The Real Shangri-la


Tibet is world famous for its culture of Buddhism and holy mountains but its neighbor Diqing is a well-kept secret. When China drew the line around the autonomous region in 1951, they didn’t magically move all the Tibetan people and the centuries-old monasteries inside the new boundary…the Tibetan people and their culture live on in this far northwestern province of Yunnan. To navigate this far-flung world, we had the help of Songtsam Lodges, a small network of inns built into the Tibetan communities throughout the province with Songtsam Shangri-la as our first stop. Set at nearly 10,000 feet in the heart of the three parallel rivers area (the mighty Mekong, Salween, and Yangste ) Shangri-la was our gateway to the ancient Tibetan Kingdom  

Tibetan culture is particularly mysterious so to debunk some of this, the owner (a Shangri-la native) chose locations positioned to get the best view into daily life—be it in a remote holy mountain village or at the foot of the monastery. Songtsam Shangri-la is built from a traditional Tibetan dwelling with thick wooden beams and colorful carvings. The lodge embraces the area’s rich roots and a bit of the grandeur its next door neighbor, Songzanlin Monestary.

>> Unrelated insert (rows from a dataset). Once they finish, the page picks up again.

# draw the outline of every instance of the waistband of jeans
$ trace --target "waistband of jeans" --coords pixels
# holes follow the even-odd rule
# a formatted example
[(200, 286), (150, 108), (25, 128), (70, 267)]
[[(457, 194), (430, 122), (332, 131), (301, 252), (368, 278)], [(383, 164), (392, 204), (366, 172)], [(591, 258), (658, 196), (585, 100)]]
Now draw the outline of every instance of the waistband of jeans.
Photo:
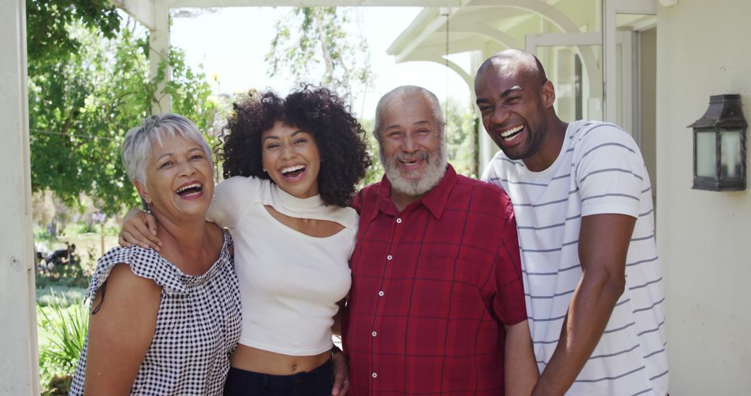
[(263, 373), (248, 371), (234, 367), (230, 368), (229, 375), (236, 375), (241, 377), (242, 381), (246, 384), (252, 382), (263, 386), (276, 388), (314, 382), (321, 378), (331, 378), (333, 373), (333, 367), (331, 360), (329, 360), (310, 371), (297, 373), (291, 375), (264, 374)]

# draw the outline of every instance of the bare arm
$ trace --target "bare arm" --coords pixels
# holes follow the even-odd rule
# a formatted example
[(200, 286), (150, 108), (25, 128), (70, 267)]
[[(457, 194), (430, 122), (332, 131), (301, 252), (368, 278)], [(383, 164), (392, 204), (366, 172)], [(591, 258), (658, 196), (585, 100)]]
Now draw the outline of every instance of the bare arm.
[(118, 243), (125, 248), (137, 244), (159, 251), (159, 247), (161, 246), (161, 242), (156, 237), (156, 219), (150, 214), (136, 208), (129, 210), (122, 219), (122, 228), (118, 236)]
[[(104, 302), (102, 290), (106, 287)], [(161, 288), (116, 266), (89, 316), (86, 394), (128, 394), (156, 328)]]
[(592, 355), (626, 286), (626, 255), (635, 223), (626, 214), (582, 218), (581, 280), (569, 305), (558, 346), (532, 394), (566, 393)]
[(540, 376), (537, 363), (535, 362), (535, 352), (532, 349), (529, 325), (525, 320), (505, 326), (505, 328), (503, 358), (505, 394), (508, 396), (528, 396)]
[[(336, 303), (339, 311), (333, 316), (333, 326), (331, 331), (336, 335), (342, 335), (342, 315), (344, 314), (345, 302), (347, 298)], [(338, 351), (331, 357), (333, 364), (333, 388), (331, 394), (333, 396), (345, 396), (349, 390), (349, 359), (342, 351)]]

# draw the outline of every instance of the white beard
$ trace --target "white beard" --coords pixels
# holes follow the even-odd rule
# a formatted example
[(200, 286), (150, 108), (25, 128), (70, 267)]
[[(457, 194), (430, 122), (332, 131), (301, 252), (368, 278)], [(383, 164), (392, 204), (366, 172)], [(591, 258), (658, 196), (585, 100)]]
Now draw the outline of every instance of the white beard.
[(402, 154), (397, 154), (394, 157), (386, 158), (383, 154), (382, 147), (379, 154), (386, 176), (391, 182), (391, 188), (408, 196), (418, 196), (427, 193), (441, 182), (441, 179), (446, 173), (448, 159), (446, 158), (446, 141), (445, 140), (441, 140), (441, 146), (436, 152), (423, 153), (423, 158), (427, 160), (427, 169), (424, 173), (413, 171), (408, 172), (406, 175), (404, 175), (398, 165)]

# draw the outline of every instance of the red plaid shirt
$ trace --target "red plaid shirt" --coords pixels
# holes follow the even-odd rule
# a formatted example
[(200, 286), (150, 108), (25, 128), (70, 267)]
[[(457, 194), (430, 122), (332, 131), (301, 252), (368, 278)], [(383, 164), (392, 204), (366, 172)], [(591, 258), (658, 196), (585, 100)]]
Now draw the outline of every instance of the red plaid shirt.
[(391, 188), (384, 176), (352, 204), (351, 394), (502, 394), (503, 325), (526, 320), (511, 201), (451, 165), (401, 212)]

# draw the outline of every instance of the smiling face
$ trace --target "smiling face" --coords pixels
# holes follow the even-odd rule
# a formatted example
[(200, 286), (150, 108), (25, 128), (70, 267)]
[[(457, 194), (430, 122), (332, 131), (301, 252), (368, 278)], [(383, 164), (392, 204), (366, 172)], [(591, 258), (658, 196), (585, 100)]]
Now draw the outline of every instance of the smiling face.
[(136, 188), (152, 213), (173, 221), (205, 218), (214, 195), (211, 159), (198, 142), (179, 134), (153, 142), (146, 183)]
[(321, 156), (312, 135), (281, 121), (261, 135), (264, 171), (288, 194), (309, 198), (318, 194)]
[(550, 81), (525, 73), (523, 67), (490, 64), (481, 69), (475, 92), (483, 125), (498, 147), (512, 160), (534, 160), (545, 146), (547, 112), (555, 94)]
[(446, 170), (445, 142), (430, 101), (397, 96), (381, 117), (381, 161), (392, 188), (412, 197), (427, 194)]

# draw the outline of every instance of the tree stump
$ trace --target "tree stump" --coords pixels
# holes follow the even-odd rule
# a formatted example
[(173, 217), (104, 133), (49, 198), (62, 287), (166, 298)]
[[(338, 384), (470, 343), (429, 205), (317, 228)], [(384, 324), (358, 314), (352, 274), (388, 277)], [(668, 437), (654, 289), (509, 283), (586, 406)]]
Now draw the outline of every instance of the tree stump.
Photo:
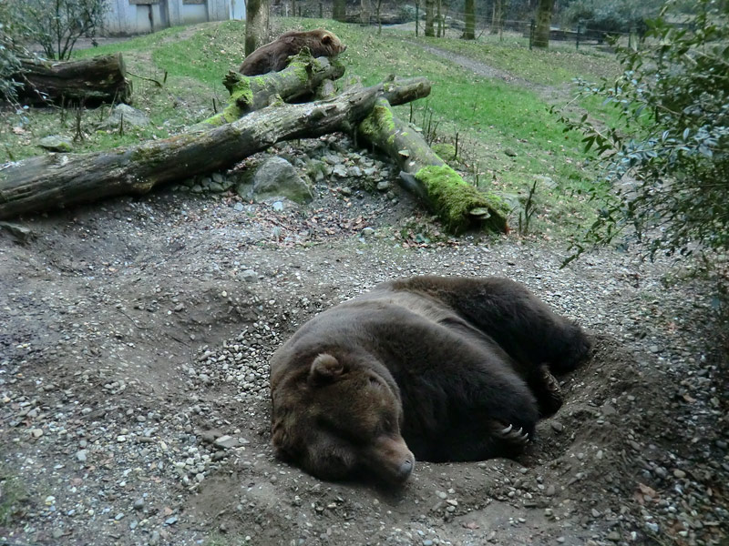
[(126, 78), (120, 53), (77, 61), (24, 59), (22, 71), (13, 79), (24, 84), (21, 102), (33, 105), (80, 102), (93, 106), (100, 103), (128, 102), (131, 86)]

We walked into the lobby in from the brisk mountain air and felt ourselves instantly warm with the heat of the fireplace, a welcome pot of ginger tea, and cozy but sophisticated ambiance. The hotel’s use of local antiques and Tibetan art set the tone for a cultured stay.

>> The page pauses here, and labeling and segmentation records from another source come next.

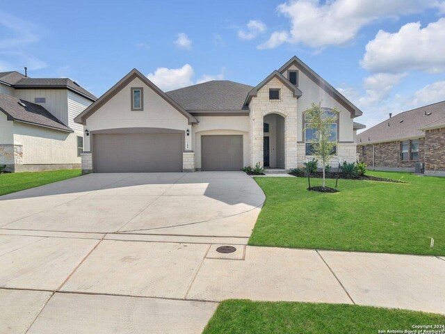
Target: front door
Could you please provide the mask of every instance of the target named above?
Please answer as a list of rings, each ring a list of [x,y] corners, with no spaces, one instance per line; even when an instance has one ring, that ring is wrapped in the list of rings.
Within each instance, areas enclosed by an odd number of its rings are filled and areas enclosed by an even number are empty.
[[[264,161],[263,161],[264,167],[269,166],[269,137],[263,137],[263,156]]]

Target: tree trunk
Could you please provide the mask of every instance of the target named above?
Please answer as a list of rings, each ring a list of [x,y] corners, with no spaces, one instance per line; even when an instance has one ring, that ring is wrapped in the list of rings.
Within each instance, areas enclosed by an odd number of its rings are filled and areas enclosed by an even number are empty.
[[[323,164],[323,187],[325,187],[325,168],[326,168],[326,166]]]

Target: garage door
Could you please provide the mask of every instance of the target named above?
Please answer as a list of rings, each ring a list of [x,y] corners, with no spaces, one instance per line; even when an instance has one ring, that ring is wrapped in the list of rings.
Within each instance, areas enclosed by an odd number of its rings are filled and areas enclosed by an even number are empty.
[[[93,134],[96,173],[181,172],[181,134]]]
[[[202,170],[240,170],[243,168],[243,136],[202,136]]]

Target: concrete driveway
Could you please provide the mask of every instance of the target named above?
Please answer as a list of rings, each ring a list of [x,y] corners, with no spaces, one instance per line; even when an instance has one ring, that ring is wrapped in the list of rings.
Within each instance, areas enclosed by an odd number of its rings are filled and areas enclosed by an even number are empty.
[[[445,313],[439,257],[245,246],[264,200],[241,173],[89,175],[0,197],[0,333],[200,333],[231,298]]]
[[[0,228],[245,244],[264,200],[242,172],[90,174],[0,197]]]

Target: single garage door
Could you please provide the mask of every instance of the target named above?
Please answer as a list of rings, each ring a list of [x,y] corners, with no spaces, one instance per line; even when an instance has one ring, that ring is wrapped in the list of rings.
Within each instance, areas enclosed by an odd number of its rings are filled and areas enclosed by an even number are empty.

Light streamed through our wall of windows (with the most gorgeous wooden panes!) into our well-appointed room. Roses, a bottle of wine, and fruit beckoned us to cuddle up on the couch and savor the suite.

Just around the corner from the hotel is the crown of the town and the largest Tibetan monastery in Yunnan: Songzanlin (also known as little Potala Place, after the former Tibetan home of the Dalai Lama). With over 700 monks still living here, this gorgeous gilded complex is not a museum; it’s alive with the soothing sounds of chants, the heady smell of incense, and scenes from daily life of monks at every stage of training.

Originally built in 1679 but with a very recent renovation (the paint was still wet in some places!), the series of buildings has all the classic Tibetan architectural details and none of the wear and tear.

After exploring the monastery into the final moments of daylight, we came back to the lodge for a rare treat…yak hot pot! With our very own flame-powered cauldron at our table, we simmered the surprisingly yummy yak meat, spinach, mushrooms, and more in the boiling broth.  Plus, it was such fun to make!

The breakfast offered all the western treats of eggs, cereals, fruits but also offered some intriguing Tibetan staples like Tsampa, a roasted barley flour mixed with yak butter tea.

Just outside the hotel in front of the monastery was his gorgeous pond, adorned with stupas.  We walked outside the hotel and into morning mist. The pond in front of the monestary looked magical with the colorful prayer flags cutting through fog and stupas rising from the water. (Look closely and you’ll see charming images of Buddha painted on the triangular tiles).

Old-town Shangrila is just a few miles down the road and wonderful place to spend the afternoon. With cobblestone streets, stupas radiating prayer flags, and the golden temple on the hill, the city lived up to its fabled name.

Much love from Shangri-la,
Anne & Mike

Note: Songtsam invited us to to be their guest; however, all opinions are our own.